LID Protocol as A Solution to Liquidity Problems

The LID Protocol uses an enhanced locked liquidity protocol to remove losses caused by “rug pull” scams on DEFI platforms. As investors raise funds on the LID protocol, the funds are locked and only released after a certain period of time. Moreover, investors and project owners are thoroughly vetted to ensure that they have something innovative and are likely to continue working in the future.

Solving the “Rug Pull” Problem

First, the LID Protocol offers proof of liquidity that makes it impossible for scammers to pull out their liquidity as they are vested for a period of time to enhance innovation and development on the platform. This is ensured by locking the liquidity of tokens, which are pre-launched on their platform, for a particular timeframe to ensure that the DEFI ecosystem maintains a transparent and trustless mode of operation.

In other words, the protocol helps to ensure that no one – not even the owners, is allowed to prematurely withdraw money deposited in liquidity pools. This implies that the project founders cannot pull the liquidity from their project in a manner that scammers use to con investors out of their tokens or money.

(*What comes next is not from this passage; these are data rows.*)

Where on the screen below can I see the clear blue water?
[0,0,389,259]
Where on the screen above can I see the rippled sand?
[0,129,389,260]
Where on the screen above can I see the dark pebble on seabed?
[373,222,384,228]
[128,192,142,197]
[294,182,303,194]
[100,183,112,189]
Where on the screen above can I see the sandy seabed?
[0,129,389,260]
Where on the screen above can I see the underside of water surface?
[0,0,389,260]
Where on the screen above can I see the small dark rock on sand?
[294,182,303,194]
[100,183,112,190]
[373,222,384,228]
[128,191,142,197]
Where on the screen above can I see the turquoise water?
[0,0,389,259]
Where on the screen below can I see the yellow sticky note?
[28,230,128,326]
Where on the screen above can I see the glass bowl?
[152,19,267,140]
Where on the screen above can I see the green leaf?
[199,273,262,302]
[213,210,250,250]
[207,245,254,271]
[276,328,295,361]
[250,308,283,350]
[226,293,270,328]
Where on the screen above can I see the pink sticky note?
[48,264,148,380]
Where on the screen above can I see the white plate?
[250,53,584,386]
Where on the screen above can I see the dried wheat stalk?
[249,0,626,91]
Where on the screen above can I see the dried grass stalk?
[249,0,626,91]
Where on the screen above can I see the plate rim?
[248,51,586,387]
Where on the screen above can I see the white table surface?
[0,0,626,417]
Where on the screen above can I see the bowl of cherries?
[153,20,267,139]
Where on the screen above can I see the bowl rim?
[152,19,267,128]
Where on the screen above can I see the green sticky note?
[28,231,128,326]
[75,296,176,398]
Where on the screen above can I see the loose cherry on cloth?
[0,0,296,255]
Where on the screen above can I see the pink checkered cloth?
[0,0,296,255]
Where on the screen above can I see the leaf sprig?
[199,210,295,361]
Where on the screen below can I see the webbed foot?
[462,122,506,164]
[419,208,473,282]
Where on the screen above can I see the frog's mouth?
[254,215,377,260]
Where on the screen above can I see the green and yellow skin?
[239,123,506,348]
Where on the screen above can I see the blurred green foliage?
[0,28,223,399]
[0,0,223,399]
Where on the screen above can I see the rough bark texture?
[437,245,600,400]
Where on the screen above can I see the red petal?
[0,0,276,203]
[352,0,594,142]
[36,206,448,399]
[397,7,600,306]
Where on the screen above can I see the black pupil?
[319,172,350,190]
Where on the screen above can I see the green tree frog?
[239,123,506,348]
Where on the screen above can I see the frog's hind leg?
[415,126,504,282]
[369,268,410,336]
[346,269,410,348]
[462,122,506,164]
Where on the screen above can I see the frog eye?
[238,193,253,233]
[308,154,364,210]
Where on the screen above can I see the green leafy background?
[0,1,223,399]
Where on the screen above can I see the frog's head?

Solving Cascading Collapse

LID protocol also prevents liquidity problems on Uniswap DEX by offering incentives like tax incentives and token payments to users who participate in actions which are beneficial to the community at large. Investors who use their staked tokens to participate in protocol governance are incentivized to increase their chances of remaining holders of the token, thus saving liquidity even during cascading failures. Of course, the protocol provides users with a highly safe and trusted platform to conduct frictionless financial transactions.